Un mercato ambitieux, avec l’arrivée de Nicolas Burgos et de Benjamin Fruchart, des rêves de play-offs, un nouveau président et une salle Labaume qui ne demandait qu’à s’enflammer. Tous les éléments étaient réunis pour que les supporters vivent une saison de toute beauté. Malheureusement, les envies étaient bien loin de la réalité. Le début de saison était historiquement mauvais : sept défaites en sept matchs, un capitaine Nicolas Burgos qui ne répondait pas aux attentes, un Santiago Lorenzo encore sous le blues des JO et deux jeunes joueurs certes prometteurs, mais qui ne pouvaient porter le club sur leurs épaules. Dans ce contexte bien morose, Vincent Buignet qui se savait attendu au tournant n’aura pas eu de premiers mois tranquilles : « Je vous avoue que je savais que j’étais attendu sur le fait que je passe derrière Denis Chatelain, qui est un personnage qui a dirigé le club pendant 11 ans donc forcément, je savais forcément qu’on allait regarder, savoir comment le club allait vivre et comment le club allait fonctionner après son départ. Maintenant, moi j’ai pris ça sans pression parce que j’agis toujours de cette manière là et puis après on a mis les choses en place. »

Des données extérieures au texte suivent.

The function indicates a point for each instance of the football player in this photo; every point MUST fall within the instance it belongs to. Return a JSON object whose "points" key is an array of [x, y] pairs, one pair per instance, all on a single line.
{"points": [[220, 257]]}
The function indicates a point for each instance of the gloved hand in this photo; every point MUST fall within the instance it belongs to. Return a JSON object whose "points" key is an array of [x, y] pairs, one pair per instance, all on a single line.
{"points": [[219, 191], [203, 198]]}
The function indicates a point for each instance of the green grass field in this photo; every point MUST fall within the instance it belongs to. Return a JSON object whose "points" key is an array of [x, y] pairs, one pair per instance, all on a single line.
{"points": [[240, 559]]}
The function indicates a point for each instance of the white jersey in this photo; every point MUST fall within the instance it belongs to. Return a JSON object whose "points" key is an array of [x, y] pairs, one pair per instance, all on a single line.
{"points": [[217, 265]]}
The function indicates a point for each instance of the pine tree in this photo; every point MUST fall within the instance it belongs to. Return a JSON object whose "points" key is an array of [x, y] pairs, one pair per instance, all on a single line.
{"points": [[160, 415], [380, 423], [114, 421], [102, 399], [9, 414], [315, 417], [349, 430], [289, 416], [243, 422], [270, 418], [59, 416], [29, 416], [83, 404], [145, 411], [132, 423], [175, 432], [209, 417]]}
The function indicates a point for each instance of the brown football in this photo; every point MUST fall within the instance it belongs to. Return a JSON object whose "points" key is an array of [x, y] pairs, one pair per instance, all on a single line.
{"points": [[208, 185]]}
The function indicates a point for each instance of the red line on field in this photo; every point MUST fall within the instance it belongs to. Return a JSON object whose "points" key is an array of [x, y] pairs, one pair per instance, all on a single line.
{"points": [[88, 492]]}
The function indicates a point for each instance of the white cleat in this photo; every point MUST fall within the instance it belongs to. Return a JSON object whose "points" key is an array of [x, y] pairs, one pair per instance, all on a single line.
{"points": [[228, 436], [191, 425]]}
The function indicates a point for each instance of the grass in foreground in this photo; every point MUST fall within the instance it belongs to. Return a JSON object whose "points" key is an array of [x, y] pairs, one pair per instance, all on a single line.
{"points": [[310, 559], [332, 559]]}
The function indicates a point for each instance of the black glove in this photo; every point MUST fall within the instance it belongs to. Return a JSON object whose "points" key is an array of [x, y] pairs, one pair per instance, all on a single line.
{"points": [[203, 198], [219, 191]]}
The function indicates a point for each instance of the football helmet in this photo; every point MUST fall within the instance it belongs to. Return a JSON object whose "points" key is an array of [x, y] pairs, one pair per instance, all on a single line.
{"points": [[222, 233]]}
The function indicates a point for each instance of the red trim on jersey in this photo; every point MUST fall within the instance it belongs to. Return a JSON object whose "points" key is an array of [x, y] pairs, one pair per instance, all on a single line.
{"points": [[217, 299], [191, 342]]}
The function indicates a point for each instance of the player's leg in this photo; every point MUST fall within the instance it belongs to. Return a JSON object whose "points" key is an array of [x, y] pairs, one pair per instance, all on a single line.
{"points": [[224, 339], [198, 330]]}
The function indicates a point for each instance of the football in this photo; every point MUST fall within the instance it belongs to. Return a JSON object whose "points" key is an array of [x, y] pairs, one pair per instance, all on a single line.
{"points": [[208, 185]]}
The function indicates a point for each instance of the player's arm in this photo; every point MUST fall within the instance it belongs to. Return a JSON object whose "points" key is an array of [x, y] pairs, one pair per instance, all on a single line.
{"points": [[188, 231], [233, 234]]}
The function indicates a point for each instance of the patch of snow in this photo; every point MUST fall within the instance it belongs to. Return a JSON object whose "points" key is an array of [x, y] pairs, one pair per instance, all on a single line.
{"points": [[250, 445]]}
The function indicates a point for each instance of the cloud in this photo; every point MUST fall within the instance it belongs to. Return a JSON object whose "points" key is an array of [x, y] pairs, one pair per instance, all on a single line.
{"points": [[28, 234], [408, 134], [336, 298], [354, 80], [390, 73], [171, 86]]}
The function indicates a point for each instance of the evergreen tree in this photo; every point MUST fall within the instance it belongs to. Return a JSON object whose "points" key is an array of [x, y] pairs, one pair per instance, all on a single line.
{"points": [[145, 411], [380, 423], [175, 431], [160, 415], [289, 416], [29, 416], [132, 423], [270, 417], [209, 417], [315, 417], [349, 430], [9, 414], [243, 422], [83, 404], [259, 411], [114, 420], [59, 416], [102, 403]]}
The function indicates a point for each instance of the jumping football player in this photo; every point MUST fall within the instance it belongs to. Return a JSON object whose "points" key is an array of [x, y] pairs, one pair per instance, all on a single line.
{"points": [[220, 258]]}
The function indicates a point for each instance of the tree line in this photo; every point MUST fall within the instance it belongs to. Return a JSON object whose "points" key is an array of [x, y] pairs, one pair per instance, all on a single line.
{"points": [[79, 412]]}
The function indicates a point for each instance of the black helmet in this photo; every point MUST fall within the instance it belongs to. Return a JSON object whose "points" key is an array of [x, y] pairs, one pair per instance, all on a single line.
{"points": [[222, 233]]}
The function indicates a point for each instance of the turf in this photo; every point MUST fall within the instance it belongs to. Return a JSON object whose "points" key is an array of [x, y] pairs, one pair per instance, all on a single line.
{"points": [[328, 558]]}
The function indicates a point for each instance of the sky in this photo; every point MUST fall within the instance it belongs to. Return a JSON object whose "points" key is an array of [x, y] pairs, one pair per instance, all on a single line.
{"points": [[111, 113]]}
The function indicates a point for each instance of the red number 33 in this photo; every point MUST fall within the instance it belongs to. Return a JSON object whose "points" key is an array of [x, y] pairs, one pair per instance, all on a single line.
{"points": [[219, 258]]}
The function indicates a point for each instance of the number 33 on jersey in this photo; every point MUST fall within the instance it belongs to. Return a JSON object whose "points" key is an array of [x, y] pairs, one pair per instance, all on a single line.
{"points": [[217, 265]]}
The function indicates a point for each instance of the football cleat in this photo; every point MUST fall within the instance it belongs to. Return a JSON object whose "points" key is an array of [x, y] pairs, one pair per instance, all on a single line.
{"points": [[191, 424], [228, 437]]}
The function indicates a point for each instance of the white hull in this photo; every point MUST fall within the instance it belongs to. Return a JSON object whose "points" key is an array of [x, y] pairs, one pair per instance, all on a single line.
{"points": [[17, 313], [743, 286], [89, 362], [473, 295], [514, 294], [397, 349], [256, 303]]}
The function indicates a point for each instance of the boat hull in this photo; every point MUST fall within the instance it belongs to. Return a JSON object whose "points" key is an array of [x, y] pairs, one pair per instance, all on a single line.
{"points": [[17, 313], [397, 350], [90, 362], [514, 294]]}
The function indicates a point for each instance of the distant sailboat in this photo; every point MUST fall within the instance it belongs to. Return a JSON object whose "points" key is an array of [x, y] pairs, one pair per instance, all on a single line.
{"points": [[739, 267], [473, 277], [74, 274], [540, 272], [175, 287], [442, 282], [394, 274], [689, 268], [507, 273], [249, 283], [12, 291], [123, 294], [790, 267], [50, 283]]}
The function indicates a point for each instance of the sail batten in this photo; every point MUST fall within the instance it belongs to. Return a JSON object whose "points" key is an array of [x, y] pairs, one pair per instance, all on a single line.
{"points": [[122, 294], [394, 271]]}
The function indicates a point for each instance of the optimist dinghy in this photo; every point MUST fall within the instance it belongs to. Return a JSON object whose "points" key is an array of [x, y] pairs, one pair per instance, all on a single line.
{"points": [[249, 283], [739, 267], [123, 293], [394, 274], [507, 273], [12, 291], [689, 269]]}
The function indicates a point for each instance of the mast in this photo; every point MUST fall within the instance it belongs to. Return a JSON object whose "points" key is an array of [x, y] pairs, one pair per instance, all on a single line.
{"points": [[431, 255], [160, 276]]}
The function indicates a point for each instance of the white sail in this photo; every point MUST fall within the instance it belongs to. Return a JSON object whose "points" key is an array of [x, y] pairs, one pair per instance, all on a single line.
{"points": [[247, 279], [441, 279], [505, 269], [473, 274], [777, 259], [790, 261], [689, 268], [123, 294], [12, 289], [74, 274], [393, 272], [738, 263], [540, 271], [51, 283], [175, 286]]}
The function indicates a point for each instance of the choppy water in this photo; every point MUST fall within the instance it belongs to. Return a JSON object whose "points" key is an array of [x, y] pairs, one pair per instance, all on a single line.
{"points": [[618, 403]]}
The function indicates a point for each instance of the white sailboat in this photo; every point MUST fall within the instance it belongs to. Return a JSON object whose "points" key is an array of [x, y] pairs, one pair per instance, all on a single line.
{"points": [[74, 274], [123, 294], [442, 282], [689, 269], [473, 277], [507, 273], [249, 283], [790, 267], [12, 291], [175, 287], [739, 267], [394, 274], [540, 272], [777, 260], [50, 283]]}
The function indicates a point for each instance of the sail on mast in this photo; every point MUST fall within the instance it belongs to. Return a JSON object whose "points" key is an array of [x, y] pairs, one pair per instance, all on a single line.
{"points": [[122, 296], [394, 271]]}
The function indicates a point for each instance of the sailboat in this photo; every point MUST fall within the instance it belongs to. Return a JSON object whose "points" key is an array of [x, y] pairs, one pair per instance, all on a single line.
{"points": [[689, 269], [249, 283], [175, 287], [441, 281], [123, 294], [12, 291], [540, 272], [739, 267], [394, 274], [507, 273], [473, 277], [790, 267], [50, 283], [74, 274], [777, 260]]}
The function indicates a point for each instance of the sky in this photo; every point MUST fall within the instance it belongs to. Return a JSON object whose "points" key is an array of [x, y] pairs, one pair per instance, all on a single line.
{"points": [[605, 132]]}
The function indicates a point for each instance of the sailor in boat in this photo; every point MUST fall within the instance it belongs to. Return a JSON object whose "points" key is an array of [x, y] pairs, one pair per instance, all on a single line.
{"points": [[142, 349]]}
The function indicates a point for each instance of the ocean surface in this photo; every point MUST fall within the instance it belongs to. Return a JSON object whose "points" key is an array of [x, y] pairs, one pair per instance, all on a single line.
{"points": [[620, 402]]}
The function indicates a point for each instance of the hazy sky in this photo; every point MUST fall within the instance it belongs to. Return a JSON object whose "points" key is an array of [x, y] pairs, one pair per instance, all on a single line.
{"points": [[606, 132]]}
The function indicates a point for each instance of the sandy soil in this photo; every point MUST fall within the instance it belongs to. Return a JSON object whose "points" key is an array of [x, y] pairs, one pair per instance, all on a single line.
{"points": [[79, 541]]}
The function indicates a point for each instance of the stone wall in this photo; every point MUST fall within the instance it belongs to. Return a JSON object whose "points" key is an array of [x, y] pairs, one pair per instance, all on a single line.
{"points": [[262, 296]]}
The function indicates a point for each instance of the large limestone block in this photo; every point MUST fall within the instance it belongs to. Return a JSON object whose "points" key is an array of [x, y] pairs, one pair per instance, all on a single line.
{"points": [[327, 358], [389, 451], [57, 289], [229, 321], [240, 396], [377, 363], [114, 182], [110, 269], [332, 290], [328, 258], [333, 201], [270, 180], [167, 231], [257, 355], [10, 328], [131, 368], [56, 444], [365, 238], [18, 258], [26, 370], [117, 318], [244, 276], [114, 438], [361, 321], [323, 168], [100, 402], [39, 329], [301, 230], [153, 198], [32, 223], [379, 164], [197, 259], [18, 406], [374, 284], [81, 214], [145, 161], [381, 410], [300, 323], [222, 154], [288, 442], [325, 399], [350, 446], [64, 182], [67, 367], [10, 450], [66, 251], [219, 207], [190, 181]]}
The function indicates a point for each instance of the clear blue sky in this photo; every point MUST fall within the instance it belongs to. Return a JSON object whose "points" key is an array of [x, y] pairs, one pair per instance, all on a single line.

Une Pro B relevée et un maintien obtenu aux play-downs
Avant le coup d’envoi de l’exercice 2024/2025, Arnaud Sellier annonçait : « On aimerait bien jouer le Top 6. » Malheureusement, à Tours, puis à domicile contre Nice, sur les terres lilloises, caennaises, face au kop Labaume pour la réception du Havre, en déplacement à Fréjus et la correction à domicile contre Villeneuve-sur-Lot, le constat était inquiétant. Sept défaites, où si les joueurs d’Arnaud Sellier ne semblaient pas loin, il manquait toujours ce petit quelque chose. Malgré le positivisme de l’entraîneur, on commençait à se poser des questions sur l’avenir du club qui semblait destiné à la descente. Et là, contre toute attente, face à un des favoris à la montée, Saint-Denis, les Poulpes surprenaient tout le monde. Une victoire 2-3 sur les terres franciliennes. La première victoire sous la direction de Vincent Buignet qui se souvient du soulagement ressenti : « C’était un moment fort de la saison pour moi, parce que déjà d’une, j’ai enlevé cette pression de ne pas avoir de victoire. J’avais très peur d’être bredouille. C’était un gros moment de soulagement. Au-delà de moi, j’ai surtout pensé aussi à l’équipe, ils en avaient besoin en fait. […] Ce qui m’a fait énormément plaisir, c’est pour le coach Arnaud, c’est pour les joueurs, parce que ça peut enclencher une dynamique. Et puis c’est un soulagement, parce que ça veut dire qu’on n’est pas nuls, on n’était pas inexistants. C’est juste qu’il y a eu tellement de péripéties qu’il a fallu rester droit, il a fallu les encaisser.«
Maintenant, on a vécu des grandes émotions dans le club et on vibre aussi pour ça
Vincent Buignet
En effet, après avoir encaissé tant de moments délicats, bien que cela forge le caractère, le cadre était compliqué. En proie au doute, il est bien difficile de conserver la ligne directrice et de maintenir les objectifs, notamment face au comité. Pourtant, une fois que les signaux sont passés au vert, tout s’est enchaîné. Une victoire à domicile contre Fouras, puis à Miramas, un duel contre le bulldozer Bruille, toujours invaincu, qui a fait vibrer le public, mais qui s’est soldé par une défaite 2-3 et enfin une série de quatre victoires en play-downs pour valider le maintien. Une fin de saison tonitruante pour les Samariens, où leur antre ne cessait de voir le public arriver de plus en plus nombreux. « Je rappelle qu’on était, avant, entre 100 et 150 personnes dans la salle. Cette année, on a dépassé presque à chaque fois les 350-400 personnes, voire presque 500 sur le dernier match. Il y a un vrai engouement qui se fait, et au fur et à mesure, on a senti que les partenaires étaient de plus en plus présents, que le public était de plus en plus présent, que les licenciés étaient de plus en plus présents, et que même la ville d’Amiens commence à nous connaître dans ce qu’on fait. C’est plutôt ultra positif. »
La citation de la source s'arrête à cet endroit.